Het hondje dat Nino niet had

Het hondje dat Nino niet had bestaat niet, althans niet voor mama en ook niet voor anderen, alleen voor Nino. Het hondje durft alles wat Nino niet durft: op de schoot van Oudoma zitten, uit een bootje in het diepe water springen... Ook luistert het niet-hondje van Nino mee naar de telefoontjes van papa, uit een land ver weg. "Het hondje dat Nino niet had, hield van tranen. Hij vond ze lekker. Dropwater." Op een dag verdwijnt het niet-hondje en krijgt Nino een echt hondje ... een hond die iedereen kan zien. Deze hond houdt niet van het meer en ook niet van Oudoma (net zoals Nino) en hij weet niets over papa of over telefoons uit een ver weg land. Voor Nino geeft dat niets, want dan denkt hij aan het hertje dat hij niet heeft of aan de niet-zebra of de gedachten-giraffe, de onbestaande beer en alle andere hondjes die Nino niet heeft.

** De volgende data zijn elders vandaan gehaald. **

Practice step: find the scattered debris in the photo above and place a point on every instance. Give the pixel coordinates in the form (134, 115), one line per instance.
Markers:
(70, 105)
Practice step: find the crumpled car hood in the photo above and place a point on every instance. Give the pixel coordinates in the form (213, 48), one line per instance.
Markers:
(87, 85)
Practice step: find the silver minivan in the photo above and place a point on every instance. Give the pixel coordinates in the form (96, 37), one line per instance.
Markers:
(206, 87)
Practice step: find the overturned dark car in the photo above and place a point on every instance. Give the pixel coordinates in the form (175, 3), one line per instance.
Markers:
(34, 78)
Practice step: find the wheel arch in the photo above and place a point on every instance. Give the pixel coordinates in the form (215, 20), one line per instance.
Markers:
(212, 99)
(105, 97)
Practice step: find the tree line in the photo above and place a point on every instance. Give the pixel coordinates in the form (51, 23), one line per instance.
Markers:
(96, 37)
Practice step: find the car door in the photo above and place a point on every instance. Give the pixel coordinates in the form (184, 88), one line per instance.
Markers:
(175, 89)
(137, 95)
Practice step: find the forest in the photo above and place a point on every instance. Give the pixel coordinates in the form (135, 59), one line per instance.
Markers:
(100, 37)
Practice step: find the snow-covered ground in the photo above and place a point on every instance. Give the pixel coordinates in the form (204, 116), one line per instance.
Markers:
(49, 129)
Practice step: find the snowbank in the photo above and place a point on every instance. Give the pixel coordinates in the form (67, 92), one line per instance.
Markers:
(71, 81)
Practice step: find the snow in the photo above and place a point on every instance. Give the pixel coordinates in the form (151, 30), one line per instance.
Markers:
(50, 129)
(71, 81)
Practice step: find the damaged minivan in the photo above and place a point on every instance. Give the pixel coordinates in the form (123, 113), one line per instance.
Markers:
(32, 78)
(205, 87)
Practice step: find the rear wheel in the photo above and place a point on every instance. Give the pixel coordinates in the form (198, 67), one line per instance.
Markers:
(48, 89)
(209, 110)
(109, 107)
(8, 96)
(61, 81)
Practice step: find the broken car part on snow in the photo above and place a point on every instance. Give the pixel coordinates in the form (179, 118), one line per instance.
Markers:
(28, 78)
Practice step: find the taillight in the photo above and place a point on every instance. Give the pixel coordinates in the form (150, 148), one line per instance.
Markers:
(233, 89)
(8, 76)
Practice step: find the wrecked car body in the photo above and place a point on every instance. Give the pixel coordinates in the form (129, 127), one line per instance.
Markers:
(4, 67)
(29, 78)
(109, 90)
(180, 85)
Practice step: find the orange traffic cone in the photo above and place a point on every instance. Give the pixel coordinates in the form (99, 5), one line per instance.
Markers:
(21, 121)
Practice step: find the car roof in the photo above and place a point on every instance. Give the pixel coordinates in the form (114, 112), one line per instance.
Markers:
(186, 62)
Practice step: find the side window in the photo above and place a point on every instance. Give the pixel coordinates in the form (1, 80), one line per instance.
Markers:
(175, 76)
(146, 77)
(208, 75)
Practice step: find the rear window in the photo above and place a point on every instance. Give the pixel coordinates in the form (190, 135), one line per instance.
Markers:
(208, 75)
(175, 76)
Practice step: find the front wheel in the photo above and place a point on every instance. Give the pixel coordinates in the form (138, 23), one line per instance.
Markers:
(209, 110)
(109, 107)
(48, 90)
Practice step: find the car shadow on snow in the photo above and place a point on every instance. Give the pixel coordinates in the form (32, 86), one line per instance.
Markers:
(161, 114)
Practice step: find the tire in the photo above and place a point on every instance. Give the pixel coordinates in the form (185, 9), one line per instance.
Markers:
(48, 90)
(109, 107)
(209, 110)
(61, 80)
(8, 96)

Het isolement van Nino die zijn tijd enkel lijkt te verdrijven met fantasiedieren is in het hele boek duidelijk voelbaar. De eenzaamheid van het hoofdpersonage wordt in de tekst en illustraties beklemmend echt weergegeven en doet de lezer huiveren. De verlaten, eerder troosteloze landschappen geïnspireerd op het Scandinavische platteland, weerspiegelen de gevoelswereld van de kleine jongen.
Voor de illustrator Anton Van Hertbruggen vormde dit boek zijn afstudeerproject. Een aangrijpend en wondermooi boek dat smaakt naar meer.
Op de achterkant van het boek staat: vanaf 5 jaar. Weinig vijfjarigen zullen ten volle de sfeer en de diepgang van dit boek kunnen waarderen. Volwassenen daarentegen die er wel gevoelig voor zijn, kunnen proberen hun ervaring met al iets oudere kinderen te delen.